Soudain Rand vit. Dressé sur la lame de Turak, il y avait un héron. Avec le peu d’entraînement qu’il avait eu, il se trouvait en face d’un vrai maître en fait d’armes. Il jeta hâtivement de côté sa pelisse pour se débarrasser de ce qui pouvait l’alourdir ou l’encombrer. Turak attendit.

Rand brûlait d’envie de rechercher le vide. C’était manifeste qu’il aurait besoin de toutes les ressources les plus intimes de son habileté et, même ainsi, ses chances de quitter vivant la salle étaient minces. Qu’il en sorte vivant était impératif. Egwene se trouvait presque assez près pour qu’elle l’entende appeler, et il devait se débrouiller pour la libérer. Seulement le saidin attendait dans le vide. Cette pensée faisait à la fois bondir son cœur d’un désir ardent et se crisper de dégoût son estomac. Par contre, aussi près qu’Egwene, il y avait ces autres femmes. Les damanes. S’il entrait en contact avec le saidin et s’il ne parvenait pas à s’empêcher de canaliser, elles le sentiraient. Vérine l’avait prévenu. Elles le sentiraient et se poseraient des questions. Tellement nombreuses, tellement proches. Il ne survivrait peut-être à Turak que pour mourir en affrontant les damanes et il ne pouvait pas mourir avant qu’Egwene soit libre. Rand leva son épée.

Turak s’avança sur lui à pas silencieux. Lame contre lame résonnèrent comme un marteau sur l’enclume.

Dès le début, il fut clair pour Rand que l’autre le testait, ne le pressait que juste assez pour vérifier de quoi il était capable, le pressant ensuite un peu plus fort, puis encore un peu plus. C’est la vitesse de ses jeux de poignet et de jambes qui maintint en vie Rand autant que sa technique. Sans le vide, il était toujours en retard d’un demi-battement de cœur. La pointe de la lourde épée de Turak creusa une tranchée cuisante juste sous son œil gauche. Un morceau de manche pendait de son épaule, d’autant plus foncé qu’il était trempé de sang. Sous son bras droit, au-dessous d’une coupure franche, aussi précise qu’un coup de ciseaux de tailleur, il sentait une humidité tiède couler le long de ses côtes.

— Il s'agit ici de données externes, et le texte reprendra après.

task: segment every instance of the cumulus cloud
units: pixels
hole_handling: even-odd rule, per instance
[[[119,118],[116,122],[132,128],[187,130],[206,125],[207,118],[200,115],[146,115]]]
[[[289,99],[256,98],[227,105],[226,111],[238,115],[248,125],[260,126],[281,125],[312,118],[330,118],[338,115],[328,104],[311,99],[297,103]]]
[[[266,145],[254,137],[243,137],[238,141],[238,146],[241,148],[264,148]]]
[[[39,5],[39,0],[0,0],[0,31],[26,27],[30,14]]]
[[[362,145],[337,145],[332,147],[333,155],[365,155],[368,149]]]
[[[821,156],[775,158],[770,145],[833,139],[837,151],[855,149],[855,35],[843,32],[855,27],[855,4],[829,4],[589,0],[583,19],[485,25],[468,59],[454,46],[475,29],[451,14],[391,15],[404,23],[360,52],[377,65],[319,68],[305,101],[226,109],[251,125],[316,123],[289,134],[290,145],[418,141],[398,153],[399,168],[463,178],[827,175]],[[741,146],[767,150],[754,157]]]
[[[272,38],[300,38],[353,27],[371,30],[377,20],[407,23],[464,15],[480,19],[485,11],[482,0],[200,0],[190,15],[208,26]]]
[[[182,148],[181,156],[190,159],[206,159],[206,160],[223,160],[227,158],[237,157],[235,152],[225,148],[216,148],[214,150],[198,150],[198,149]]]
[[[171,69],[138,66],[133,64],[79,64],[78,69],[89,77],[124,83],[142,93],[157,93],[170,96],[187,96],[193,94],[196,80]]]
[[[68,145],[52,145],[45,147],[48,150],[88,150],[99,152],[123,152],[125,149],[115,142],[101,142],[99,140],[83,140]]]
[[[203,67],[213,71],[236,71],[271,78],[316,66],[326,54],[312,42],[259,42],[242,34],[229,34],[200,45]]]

De la déception se lisait sur le visage du Puissant Seigneur. Il recula avec un geste de dégoût. « Où avez-vous ramassé cette lame, gamin ? Ou accorde-t-on vraiment ici le héron à ceux qui ne sont pas plus habiles que vous ? Peu importe. Mettez-vous en règle avec vous-même. Il est temps de mourir. » Il repassa à l’attaque.

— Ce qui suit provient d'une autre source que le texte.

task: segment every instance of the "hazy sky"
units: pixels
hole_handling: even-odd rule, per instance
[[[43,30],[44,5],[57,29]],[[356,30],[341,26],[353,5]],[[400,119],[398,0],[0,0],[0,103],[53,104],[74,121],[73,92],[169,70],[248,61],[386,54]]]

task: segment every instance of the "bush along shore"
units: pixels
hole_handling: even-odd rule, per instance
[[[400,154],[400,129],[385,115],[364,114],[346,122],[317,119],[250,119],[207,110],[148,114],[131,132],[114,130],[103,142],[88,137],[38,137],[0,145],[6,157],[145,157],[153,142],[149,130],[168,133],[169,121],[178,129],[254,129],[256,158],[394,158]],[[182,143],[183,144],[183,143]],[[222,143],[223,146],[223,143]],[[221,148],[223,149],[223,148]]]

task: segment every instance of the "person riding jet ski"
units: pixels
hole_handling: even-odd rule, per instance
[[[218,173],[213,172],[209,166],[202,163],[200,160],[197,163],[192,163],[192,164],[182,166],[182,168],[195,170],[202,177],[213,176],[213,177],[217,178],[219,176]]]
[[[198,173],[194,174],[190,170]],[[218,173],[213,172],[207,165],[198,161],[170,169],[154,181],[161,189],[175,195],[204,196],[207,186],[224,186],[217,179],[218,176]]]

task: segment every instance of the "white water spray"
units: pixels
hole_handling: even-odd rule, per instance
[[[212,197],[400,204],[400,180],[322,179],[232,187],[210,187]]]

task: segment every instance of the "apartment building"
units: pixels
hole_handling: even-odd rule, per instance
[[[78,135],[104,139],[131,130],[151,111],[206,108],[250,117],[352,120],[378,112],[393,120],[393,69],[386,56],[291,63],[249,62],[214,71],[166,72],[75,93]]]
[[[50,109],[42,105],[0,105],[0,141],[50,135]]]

Le vide enveloppa Rand. Le saidin affluait vers lui, rayonnant de la promesse du Pouvoir Unique, mais il n’y prêta pas attention. Ce n’était pas plus difficile que de ne pas tenir compte d’une épine aux piquants acérés lui vrillant la chair. Il refusa de laisser le Pouvoir l’envahir, refusa de s’unir à la partie masculine de la Vraie Source. Il ne faisait plus qu’un avec l’épée dans ses mains, avec le sol sous ses pieds, avec les murs. Avec Turak.

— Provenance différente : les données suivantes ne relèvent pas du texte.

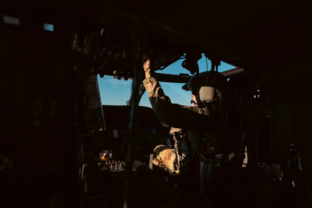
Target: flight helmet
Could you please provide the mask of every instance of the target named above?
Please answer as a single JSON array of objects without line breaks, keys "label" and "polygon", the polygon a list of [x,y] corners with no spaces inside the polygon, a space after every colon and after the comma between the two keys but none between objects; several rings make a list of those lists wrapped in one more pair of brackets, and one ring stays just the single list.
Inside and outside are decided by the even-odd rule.
[{"label": "flight helmet", "polygon": [[182,88],[187,91],[191,90],[197,105],[202,107],[217,98],[221,91],[227,85],[227,80],[224,75],[218,71],[210,71],[193,75]]}]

Il reconnut les assauts que le Puissant Seigneur lui destinait ; ils étaient légèrement différents de ce qui lui avait été enseigné, mais la différence était négligeable. L’Hirondelle-prend-son-vol para Couper-la-soie. La-Lune-sur-l’eau contra les Danses-du-Grand-Tétras. Le Ruban-volant-dans-les-airs détourna les Pierres-tombant-de-la-falaise. Ils se déplaçaient dans la salle comme pour une danse, et leur musique était le choc de l’acier contre l’acier.

Déception et dégoût disparurent des yeux noirs de Turak, remplacés par la surprise, puis la concentration. De la sueur apparut sur le visage du Puissant Seigneur comme il pressait Rand plus furieusement. L’Eclair-triplement-fourchu rencontra la Feuille-au-vent.